The power contract should say the parties intend it to be a “service contract within the meaning of section 7701(e)(3) of the Internal Revenue Code.” It should also be drafted to avoid four “foot faults.”
The four foot faults are as follows. First, neither the utility nor any of its affiliates can operate the project. Second, the utility cannot bear any “significant financial burden” if the project fails to perform (other than for reasons beyond the control of the project owner). This means basically that the utility should not be required to pay for electricity it does not receive. Third, it cannot receive “any significant financial benefit if the operating costs . . . are less than the standards of performance or operation under the contract.” This means the project cannot share any savings it achieves through introduction of technological or operating efficiencies with the utility. Finally, neither the utility nor any of its affiliates can have an option to buy the project at a “fixed and determinable price (other than for fair market value).”

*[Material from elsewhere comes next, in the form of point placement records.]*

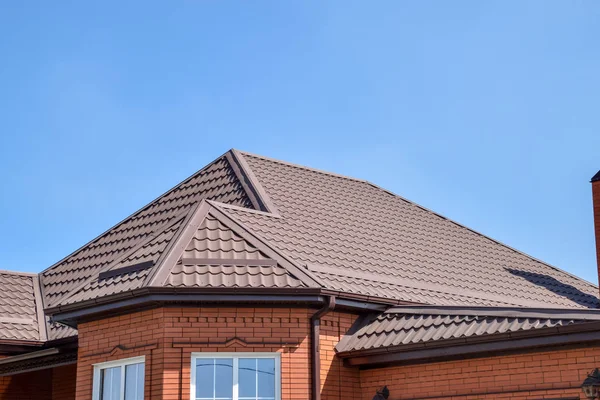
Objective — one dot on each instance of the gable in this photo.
(341, 228)
(218, 181)
(217, 257)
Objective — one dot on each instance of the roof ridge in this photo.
(178, 244)
(500, 311)
(250, 182)
(290, 164)
(8, 272)
(422, 208)
(266, 247)
(131, 216)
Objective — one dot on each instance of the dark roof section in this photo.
(203, 250)
(217, 181)
(404, 326)
(43, 359)
(20, 308)
(251, 223)
(217, 257)
(346, 229)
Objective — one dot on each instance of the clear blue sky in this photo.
(486, 112)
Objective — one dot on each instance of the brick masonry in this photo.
(168, 336)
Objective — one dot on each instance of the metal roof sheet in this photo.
(18, 307)
(217, 181)
(393, 328)
(345, 224)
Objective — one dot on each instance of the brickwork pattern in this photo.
(544, 375)
(168, 336)
(338, 382)
(48, 384)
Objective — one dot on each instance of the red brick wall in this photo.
(544, 375)
(63, 382)
(168, 336)
(337, 381)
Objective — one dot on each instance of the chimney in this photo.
(596, 204)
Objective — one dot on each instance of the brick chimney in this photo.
(596, 203)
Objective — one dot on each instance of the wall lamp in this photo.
(591, 385)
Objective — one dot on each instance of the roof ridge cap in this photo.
(304, 167)
(177, 245)
(491, 312)
(250, 182)
(151, 236)
(265, 246)
(20, 273)
(218, 204)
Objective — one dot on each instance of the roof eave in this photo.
(440, 350)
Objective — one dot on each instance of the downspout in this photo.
(315, 359)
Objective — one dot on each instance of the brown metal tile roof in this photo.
(397, 327)
(231, 276)
(37, 363)
(342, 224)
(249, 221)
(150, 251)
(218, 257)
(19, 307)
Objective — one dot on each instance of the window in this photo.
(119, 380)
(236, 376)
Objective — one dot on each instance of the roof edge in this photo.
(178, 244)
(143, 241)
(475, 345)
(134, 214)
(39, 308)
(303, 274)
(250, 182)
(508, 312)
(427, 210)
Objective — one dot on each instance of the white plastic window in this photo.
(119, 380)
(236, 376)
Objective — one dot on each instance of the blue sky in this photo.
(486, 112)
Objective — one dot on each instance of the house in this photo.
(256, 279)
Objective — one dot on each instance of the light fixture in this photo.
(591, 385)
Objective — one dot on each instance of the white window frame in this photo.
(236, 356)
(111, 364)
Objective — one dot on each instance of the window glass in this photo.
(111, 383)
(266, 378)
(224, 378)
(247, 378)
(255, 378)
(205, 378)
(134, 382)
(119, 380)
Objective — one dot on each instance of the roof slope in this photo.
(218, 181)
(217, 257)
(246, 221)
(399, 327)
(19, 306)
(359, 238)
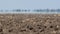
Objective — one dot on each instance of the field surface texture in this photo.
(29, 23)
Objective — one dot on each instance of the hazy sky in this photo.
(29, 4)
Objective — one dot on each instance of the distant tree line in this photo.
(37, 10)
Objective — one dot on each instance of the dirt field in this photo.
(29, 23)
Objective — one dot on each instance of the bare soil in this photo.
(29, 23)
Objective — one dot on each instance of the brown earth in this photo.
(29, 23)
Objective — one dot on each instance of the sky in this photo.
(29, 4)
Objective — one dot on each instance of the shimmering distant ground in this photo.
(29, 23)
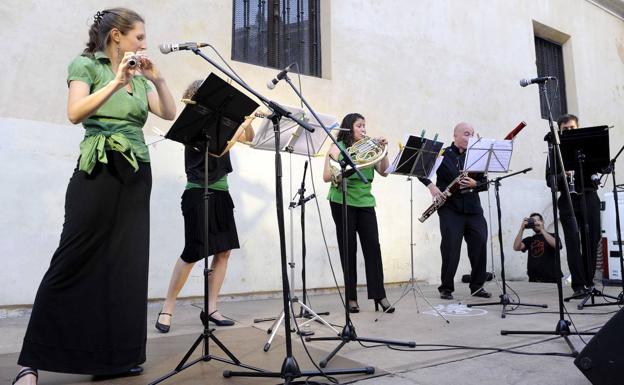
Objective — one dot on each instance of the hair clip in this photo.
(98, 17)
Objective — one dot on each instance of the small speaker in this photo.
(602, 360)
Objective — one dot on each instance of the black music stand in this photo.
(417, 158)
(555, 163)
(586, 149)
(495, 156)
(207, 124)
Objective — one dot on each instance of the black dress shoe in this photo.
(25, 372)
(482, 293)
(162, 327)
(134, 371)
(446, 295)
(218, 322)
(385, 305)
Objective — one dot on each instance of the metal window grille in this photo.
(549, 61)
(276, 33)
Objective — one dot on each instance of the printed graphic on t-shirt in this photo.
(537, 248)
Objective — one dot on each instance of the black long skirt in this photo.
(90, 312)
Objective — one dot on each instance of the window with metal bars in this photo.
(276, 33)
(549, 61)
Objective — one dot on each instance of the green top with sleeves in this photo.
(118, 124)
(358, 193)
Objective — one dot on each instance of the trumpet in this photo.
(365, 152)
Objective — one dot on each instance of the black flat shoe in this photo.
(133, 371)
(218, 322)
(446, 295)
(25, 372)
(385, 305)
(482, 293)
(162, 327)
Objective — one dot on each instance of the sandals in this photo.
(25, 372)
(162, 327)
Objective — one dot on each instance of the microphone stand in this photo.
(304, 310)
(555, 161)
(290, 368)
(348, 333)
(592, 292)
(611, 169)
(504, 298)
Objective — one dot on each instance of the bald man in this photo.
(461, 216)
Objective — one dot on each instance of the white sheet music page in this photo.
(488, 155)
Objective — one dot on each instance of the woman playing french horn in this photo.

Many US renewable energy projects are financed in the tax equity market. Such projects need to set the option price in practice at market value but not less than the amount the tax equity investor requires to reach its target yield. This may require referring to a termination value schedule. In one transaction with tax equity investors worried about violating the purchase option foot fault, the option for the utility to buy the project at the 10-year point in the contract was structured as an option to buy at fair market value, but the project owner could refuse to sell if market value was not at least the amount required to reach the tax equity yield. In the event of a refusal, the option would roll over to the next year, and so on, until the option either goes unexercised in a year or the market value is the higher of the two amounts. However, this is more complicated than is required. One utility has insisted on symmetry: if the option price has a floor, then it wants a cap. Such a “collar” raises questions whether the price is too close to a fixed price. Tax counsel have gotten comfortable by concluding that the ceiling and floor prices are so far out of the money that neither is expected to come into play in practice. The wider the band is above and below the option price, the better.
Another practical issue in deals is whether any of the operating costs of the project can be passed through to the utility under the contract. A straight pass through of all operating costs raises issues whether the utility will bear a financial burden if the project fails to perform or will benefit if operating costs are reduced. Most tax counsel are fine with a pass through of such things as property taxes and insurance premiums that are not tied to output.
Failure to avoid the foot faults is not the end of the world. Avoiding them ensures that a power contract to sell output from a cogeneration or alternative energy facility will be treated for tax purposes as a power contract rather than a lease of the project to the utility. It may still be possible to prove by other means. However, most tax equity investors prefer to play it safe.
Use of a prepaid power contract will make tax equity more expensive. Tax equity investors have tended to view the prepayment in tax equity transactions structured as partnership flips as equivalent to debt and required a yield premium. The premium runs to 700 basis points in the current market. It was 250 to 300 basis point before the economy crashed in late 2008.